If you honestly think most companies employ software developers, have any interest in software development or indeed even the slightest desire in diverting resources into something that isn't a core competency of their business, you're massively deluded I'm afraid.
Well, I'm a man of science. It's very rare that I accept quantitative statements on faith alone. When you throw numbers at me, it would be nice to know how you derived those numbers. I'm not going to sit around and pick apart your statistical models. But it would be nice to have something more to back them up than well... nothing. Just saying.
And how much of that adoption was outside of the "big name" projects like Apache or Linux, both of which would fall under the category of having substantial commercial backing from known names. Nobody has argued that people avoid FOSS, rather that there is an inclination to prefer "known" products from reliable names far more then some random project started by your average Joe.

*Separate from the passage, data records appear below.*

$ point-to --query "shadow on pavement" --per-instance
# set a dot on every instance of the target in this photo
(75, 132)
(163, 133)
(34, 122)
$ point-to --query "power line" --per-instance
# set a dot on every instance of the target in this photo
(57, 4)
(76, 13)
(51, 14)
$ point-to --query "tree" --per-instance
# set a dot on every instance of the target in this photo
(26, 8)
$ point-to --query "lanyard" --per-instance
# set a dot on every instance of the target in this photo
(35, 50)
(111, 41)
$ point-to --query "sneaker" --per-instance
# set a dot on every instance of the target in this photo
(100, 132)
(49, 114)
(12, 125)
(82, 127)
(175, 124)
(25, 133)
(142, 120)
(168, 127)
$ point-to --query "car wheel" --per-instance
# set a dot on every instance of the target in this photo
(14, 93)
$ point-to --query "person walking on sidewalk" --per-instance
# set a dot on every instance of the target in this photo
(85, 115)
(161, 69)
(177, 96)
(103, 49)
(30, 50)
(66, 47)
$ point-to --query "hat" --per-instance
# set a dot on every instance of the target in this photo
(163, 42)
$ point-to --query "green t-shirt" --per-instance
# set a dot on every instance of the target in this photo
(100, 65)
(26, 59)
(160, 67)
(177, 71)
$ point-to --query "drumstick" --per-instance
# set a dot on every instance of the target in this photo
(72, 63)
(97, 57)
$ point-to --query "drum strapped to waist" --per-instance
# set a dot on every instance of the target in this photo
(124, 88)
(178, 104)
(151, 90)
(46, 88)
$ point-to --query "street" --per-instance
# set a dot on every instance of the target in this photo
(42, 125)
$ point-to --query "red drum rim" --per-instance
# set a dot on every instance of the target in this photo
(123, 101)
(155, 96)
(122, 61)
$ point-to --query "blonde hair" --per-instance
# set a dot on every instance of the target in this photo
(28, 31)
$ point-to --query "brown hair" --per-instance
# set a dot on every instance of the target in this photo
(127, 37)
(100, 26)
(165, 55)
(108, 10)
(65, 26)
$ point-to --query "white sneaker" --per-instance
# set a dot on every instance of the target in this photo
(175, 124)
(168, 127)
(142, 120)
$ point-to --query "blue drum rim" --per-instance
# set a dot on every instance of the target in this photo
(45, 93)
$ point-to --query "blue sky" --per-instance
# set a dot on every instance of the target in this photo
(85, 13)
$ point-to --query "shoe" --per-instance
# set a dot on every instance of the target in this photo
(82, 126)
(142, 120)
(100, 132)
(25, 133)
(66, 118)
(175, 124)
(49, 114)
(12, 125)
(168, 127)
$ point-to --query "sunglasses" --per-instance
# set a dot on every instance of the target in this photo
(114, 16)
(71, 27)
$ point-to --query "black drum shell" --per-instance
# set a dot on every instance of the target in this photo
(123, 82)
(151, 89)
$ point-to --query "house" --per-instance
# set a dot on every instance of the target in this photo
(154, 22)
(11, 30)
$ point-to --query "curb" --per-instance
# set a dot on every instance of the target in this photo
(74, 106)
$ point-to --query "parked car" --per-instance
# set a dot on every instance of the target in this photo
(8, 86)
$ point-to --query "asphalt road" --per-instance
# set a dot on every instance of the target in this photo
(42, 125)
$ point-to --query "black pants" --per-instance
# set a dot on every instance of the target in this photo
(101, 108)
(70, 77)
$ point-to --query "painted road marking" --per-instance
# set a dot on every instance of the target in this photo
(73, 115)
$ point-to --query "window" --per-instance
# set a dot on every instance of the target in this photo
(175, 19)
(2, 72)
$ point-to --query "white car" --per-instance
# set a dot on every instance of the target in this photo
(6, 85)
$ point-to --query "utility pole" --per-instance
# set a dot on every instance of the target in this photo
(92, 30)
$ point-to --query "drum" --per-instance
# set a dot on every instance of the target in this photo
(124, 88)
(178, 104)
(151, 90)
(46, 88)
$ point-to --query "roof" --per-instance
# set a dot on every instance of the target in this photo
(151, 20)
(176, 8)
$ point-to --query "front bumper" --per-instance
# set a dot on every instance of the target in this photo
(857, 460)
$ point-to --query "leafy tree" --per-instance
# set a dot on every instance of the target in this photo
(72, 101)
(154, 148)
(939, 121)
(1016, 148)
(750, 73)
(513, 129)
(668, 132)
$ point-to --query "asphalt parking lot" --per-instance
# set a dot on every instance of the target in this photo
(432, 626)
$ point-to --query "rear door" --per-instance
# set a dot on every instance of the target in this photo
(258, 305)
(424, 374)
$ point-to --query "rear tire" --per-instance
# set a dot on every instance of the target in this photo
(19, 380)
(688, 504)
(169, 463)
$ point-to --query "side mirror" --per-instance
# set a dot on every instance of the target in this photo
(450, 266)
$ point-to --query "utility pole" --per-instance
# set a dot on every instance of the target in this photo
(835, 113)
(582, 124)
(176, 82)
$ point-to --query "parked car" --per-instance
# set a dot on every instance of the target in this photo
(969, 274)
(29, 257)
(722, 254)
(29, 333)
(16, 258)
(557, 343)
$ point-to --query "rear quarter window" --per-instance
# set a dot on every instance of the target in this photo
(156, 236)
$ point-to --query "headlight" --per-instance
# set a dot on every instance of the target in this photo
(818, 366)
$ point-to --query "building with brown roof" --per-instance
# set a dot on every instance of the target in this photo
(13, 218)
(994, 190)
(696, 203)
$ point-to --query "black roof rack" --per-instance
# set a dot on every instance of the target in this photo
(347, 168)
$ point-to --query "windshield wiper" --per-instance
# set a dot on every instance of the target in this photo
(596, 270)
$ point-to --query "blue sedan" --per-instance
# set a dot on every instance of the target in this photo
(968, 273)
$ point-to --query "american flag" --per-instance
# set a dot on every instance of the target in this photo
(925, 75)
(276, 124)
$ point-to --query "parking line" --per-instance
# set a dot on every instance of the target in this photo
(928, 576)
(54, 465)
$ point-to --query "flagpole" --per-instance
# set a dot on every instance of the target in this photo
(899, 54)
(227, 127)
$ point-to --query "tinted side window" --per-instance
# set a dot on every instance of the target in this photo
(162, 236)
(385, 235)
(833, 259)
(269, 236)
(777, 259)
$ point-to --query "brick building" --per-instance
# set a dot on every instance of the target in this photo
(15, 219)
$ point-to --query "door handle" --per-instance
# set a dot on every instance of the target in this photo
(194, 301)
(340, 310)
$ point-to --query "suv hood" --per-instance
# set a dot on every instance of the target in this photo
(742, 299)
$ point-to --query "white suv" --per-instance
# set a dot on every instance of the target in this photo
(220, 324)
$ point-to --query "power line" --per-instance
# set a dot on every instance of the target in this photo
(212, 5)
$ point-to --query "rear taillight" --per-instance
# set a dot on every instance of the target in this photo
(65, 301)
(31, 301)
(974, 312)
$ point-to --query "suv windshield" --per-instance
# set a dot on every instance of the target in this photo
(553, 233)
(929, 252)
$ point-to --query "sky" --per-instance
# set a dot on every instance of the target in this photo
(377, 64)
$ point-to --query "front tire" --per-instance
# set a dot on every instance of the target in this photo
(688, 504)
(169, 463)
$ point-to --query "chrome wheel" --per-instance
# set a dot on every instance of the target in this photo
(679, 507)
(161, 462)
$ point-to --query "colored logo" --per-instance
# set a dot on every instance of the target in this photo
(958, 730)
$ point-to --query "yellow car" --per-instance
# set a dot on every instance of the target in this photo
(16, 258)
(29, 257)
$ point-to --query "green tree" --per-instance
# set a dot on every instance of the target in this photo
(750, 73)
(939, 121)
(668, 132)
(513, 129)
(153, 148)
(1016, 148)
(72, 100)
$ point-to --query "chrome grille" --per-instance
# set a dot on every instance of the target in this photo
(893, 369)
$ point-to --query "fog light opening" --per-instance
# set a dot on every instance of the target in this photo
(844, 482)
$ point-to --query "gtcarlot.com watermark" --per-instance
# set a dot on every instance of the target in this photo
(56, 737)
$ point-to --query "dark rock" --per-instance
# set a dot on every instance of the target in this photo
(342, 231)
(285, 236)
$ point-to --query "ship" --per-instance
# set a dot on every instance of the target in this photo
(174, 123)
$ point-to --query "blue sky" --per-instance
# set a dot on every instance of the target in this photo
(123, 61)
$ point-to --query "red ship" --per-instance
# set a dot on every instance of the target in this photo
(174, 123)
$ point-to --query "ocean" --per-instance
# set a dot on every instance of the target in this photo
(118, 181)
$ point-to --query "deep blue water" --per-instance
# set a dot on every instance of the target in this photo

Alright. But that's a fairly concrete hypothesis. It would need to be tested before I can argue for or against it.
It's worth noting that companies like Red Hat or Canonical support a huge variety of software, it's very hard to find something they won't "support" if you hand them money, and they have the expertise to do so generally speaking. That doesn't change your hypothesis, but it could potentially change the definition of "known" in the context of it.
Are you aware of the concept "statistically insignificant"?
So you'd like to discredit the study? Ah!
I am aware of the concept "statistically insignificant", but I assume my understanding is different than yours. I am not a pro-statistician by any means, so please free to explain how this study is statistically insignificant. Feel free to use to mathematical concepts in your argument. That would make it more enjoyable for me. I like Greek letters, they look very pretty in my font set.